Reformla geleceği ifade edilen yenilikler şunlar:
- Büyükşehir belediyelerinin bünyesine belde belediyeleri de dahil edilecek.
- Büyükşehir belediyeleri metropoliten planı ve ulaşım master planı yapabilecek.
- İl Özel İdaresi yerine genel sekreterlik sistemi getirilecek.
- Valinin başkanlık ettiği il genel meclisine, meclis üyeleri arasından başkan seçilecek.
- Belediyelerin kurulması için gerekli asgari nüfus 5 bine çıkarılıyor.
- Gece kulüplerinden alınan vergi, Hazine yerine belediyelere aktarılacak.
- Kayıt - suret harcı, tatil günlerinde çalışma harcı gibi bazı vergi dilimleri kaldırılacak.
- Konaklama, seyahat, köprü ve paralı geçiş yerleri, radyo-TV reklam gelirleri, araç muayene ücretleri, yangın sigortaları, LPG, cep telefonu, ATM makineleri vs.den alınan ve çeşitli kurumlara giden vergiler belediyelere aktarılacak.
- Belediye başkanlarına, personele ikramiye verme yetkisi verilecek.

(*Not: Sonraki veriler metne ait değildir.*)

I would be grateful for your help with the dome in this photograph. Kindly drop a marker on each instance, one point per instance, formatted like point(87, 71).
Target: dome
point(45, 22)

- Belediye başkanlarına, başkan yardımcıları ve meclis üyelerinin özlük haklarını belirleme yetkisi verilecek.
- Belediye başkanlarının görevden alınması yargı organlarının yetkisine bırakılacak.
- Belediyeler Sayıştay'ın denetimine girecek.
Bu konu dönem dönem tartışılıp gündeme geldiğinde şöyle bir kavramla karşılaşıyoruz: "Üniter devlet". Herkes üniter devlet yapısının ne olursa olsun bozulmamasından yana. Merkeziyetçi, her gelişmeyi kontrol altında tutan bir model bu. Halka rağmen bir "devlet politikası" oluşturup bunu dayatmanın aracı. Mesele mevcut düzenin ahenkli çalışması bile olsa, totaliter devlet konumunu kesinlikle sorgulatmıyor.
Yaşanan Bingöl depremi buna iyi bir örnek. Depremden sonra afet bölgesine gelen devlet yetkilileri sadece validen brifing alıyor. Daha doğru bir ifadeyle, devlet bölgede sadece kendi valisini muhatap alıyor. Çadırları vali dağıtıyor. Nitekim organizasyonda bir hata olduğunda halk da valiyi muhatap alıyor. Fakat vali devletin temsilcisi olduğu için vatandaşa silah sesleri ve polis araçlarıyla gözdağı veriliyor. Dikkat edilirse olayların içinde belediyenin hiç adı geçmiyor. Yerel yönetim reformuyla birlikte çadırı belediye dağıtacak. Yerel sorunları validen daha iyi tanıdığı için daha esnek ve seri hareket edebilecek. Halk aleyhine bir hata yaptığında da bir daha seçilememe gibi bir yaptırımla karşı karşıya.
Bingöl örneğindeki problemleri düzen kendi içinde oluşturuyor. Yerel yönetim reformu kısmen bir ilerleme sayılsa da, aslında düzenin baskıcı yönü aşınmadıkça sorunlar çözüme kavuşamaz. Ancak, adı üzerinde "reform" olan bir konuda bile devletin konumundan vazgeçmemek konusunda takındığı tutum artık bir Türkiye klasiği oldu. Anlaşılan o ki önümüzdeki günlerde bu konu gündeme çok gelecek ve biz bu mide bulandıran klasiği tekrar tekrar izleyeceğiz.